E agora me digam, ainda vão insistir em dizer
que sentem medo da morte? Deveríamos sentir medo da vida, talvez não das coisas
que fazemos, mas do que deixamos de fazer. Humanos bobos, hipócritas! Somos
bons o suficiente pra falar frases bonitas, pra dizer que tudo passa, pra
aconselhar o mundo inteiro e esquecemos que o tempo também passa, que as
oportunidades não surgem 10 vezes.
Não estou
querendo escrever bonito, não estou ligando pra concordância, estou me
importando com o significado de cada letra que uso, com o que tem por trás do
que tento gritar. Aí vai um super clichê: não deixa que seja tarde, não deixa
que teus receios te impeçam de encontrar a tal felicidade.

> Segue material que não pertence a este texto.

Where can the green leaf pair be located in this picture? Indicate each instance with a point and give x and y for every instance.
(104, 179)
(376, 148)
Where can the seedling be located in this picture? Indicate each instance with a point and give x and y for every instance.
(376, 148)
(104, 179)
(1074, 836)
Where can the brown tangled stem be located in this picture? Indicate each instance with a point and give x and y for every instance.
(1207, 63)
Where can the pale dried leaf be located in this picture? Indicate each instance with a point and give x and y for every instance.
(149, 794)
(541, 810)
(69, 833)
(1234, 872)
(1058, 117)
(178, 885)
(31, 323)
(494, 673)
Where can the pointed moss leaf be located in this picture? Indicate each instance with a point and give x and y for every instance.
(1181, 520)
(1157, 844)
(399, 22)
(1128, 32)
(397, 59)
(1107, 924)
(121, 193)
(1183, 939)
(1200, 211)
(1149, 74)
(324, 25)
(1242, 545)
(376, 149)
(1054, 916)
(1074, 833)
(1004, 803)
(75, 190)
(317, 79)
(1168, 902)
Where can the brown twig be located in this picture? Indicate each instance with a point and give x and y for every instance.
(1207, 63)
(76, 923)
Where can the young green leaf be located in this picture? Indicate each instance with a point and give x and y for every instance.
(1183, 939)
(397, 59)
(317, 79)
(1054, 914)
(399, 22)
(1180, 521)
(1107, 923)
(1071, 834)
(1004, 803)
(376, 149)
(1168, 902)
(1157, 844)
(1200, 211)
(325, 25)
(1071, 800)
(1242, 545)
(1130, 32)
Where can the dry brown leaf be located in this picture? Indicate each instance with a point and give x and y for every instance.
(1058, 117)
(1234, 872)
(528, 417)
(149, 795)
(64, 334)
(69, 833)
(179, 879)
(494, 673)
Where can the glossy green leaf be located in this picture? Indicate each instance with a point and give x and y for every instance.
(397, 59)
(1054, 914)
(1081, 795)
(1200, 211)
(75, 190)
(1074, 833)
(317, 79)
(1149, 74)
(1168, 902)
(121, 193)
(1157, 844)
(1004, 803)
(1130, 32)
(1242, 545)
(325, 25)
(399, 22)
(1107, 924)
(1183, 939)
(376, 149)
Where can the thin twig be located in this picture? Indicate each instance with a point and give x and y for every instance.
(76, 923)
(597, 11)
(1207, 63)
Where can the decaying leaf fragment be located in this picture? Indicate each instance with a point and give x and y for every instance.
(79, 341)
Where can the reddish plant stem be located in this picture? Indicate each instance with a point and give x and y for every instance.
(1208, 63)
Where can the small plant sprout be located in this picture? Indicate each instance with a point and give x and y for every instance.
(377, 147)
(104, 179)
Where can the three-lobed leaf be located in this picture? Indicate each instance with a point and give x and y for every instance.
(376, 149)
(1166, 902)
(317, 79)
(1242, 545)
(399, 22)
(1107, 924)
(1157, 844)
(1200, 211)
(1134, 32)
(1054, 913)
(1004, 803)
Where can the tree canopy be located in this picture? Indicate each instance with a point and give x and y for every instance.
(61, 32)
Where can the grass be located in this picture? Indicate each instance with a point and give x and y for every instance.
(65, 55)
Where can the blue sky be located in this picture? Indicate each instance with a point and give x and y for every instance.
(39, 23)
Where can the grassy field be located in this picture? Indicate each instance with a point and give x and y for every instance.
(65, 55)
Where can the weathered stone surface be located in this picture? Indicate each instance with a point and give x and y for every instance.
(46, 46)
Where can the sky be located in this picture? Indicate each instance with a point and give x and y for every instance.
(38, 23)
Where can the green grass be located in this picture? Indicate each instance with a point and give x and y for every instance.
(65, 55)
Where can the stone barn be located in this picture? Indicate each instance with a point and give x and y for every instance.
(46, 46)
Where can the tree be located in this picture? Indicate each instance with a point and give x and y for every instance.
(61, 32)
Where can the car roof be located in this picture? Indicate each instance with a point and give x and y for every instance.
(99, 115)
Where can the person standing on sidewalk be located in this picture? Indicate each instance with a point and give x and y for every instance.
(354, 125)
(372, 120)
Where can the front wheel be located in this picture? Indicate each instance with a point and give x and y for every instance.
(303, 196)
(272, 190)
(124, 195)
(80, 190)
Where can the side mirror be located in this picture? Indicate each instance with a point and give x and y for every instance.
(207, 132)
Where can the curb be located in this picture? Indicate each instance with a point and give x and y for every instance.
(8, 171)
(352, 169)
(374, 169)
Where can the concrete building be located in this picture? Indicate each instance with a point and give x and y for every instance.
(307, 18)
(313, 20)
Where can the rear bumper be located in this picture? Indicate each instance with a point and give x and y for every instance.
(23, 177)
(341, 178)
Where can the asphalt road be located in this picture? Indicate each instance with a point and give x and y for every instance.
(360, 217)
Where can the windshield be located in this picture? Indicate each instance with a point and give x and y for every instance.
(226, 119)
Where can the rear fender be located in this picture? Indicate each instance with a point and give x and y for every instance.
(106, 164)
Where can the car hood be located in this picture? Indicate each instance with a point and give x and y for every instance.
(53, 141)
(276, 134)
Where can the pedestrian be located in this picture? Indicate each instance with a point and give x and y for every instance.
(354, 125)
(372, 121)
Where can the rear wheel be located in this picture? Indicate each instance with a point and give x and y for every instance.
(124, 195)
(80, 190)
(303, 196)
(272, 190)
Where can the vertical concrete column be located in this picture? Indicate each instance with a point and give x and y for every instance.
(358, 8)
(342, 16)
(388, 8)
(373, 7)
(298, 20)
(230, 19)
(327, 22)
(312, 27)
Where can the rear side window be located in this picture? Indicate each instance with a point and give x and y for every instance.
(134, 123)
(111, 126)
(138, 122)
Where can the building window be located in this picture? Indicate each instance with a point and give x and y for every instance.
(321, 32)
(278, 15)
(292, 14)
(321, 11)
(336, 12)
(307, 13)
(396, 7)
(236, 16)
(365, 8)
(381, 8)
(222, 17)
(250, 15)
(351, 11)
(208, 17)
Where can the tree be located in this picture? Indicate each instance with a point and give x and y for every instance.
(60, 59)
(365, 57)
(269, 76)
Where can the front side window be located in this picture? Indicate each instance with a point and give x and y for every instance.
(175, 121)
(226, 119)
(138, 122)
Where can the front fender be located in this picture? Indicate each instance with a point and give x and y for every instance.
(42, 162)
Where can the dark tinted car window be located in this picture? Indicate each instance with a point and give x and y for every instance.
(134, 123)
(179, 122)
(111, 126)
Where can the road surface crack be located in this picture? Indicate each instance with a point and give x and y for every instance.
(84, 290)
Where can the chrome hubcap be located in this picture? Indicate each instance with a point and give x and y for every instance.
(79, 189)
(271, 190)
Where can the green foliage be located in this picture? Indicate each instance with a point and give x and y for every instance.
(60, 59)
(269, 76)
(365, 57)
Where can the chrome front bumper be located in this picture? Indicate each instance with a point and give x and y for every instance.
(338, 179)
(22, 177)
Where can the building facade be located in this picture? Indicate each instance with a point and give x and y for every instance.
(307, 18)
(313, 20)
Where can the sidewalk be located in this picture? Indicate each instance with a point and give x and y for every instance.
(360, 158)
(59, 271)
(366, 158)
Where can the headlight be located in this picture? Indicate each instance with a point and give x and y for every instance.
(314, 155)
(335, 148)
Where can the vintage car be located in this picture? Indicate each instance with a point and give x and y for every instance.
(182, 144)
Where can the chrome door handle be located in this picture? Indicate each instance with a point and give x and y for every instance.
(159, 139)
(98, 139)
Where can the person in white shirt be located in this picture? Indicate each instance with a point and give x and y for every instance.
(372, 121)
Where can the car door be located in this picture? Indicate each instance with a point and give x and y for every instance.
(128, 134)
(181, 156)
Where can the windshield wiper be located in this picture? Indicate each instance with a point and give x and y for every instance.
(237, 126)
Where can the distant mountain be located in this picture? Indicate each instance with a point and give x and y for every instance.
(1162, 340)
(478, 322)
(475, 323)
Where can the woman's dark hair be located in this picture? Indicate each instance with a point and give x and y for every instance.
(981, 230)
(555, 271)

Tudo o que vale a
pena tem que ser conquistado, é preciso provar que existe merecimento. Às
vezes as coisas não são difíceis como pensamos (de tanto pensar a gente se
perde), quem sabe um telefonema, uma visita ou um olhar possa colocar tudo no
lugar. Arrisca, paga pra ver, dá a cara a tapa ou então fica te perguntando
como poderia ter sido. A escolha é sempre nossa!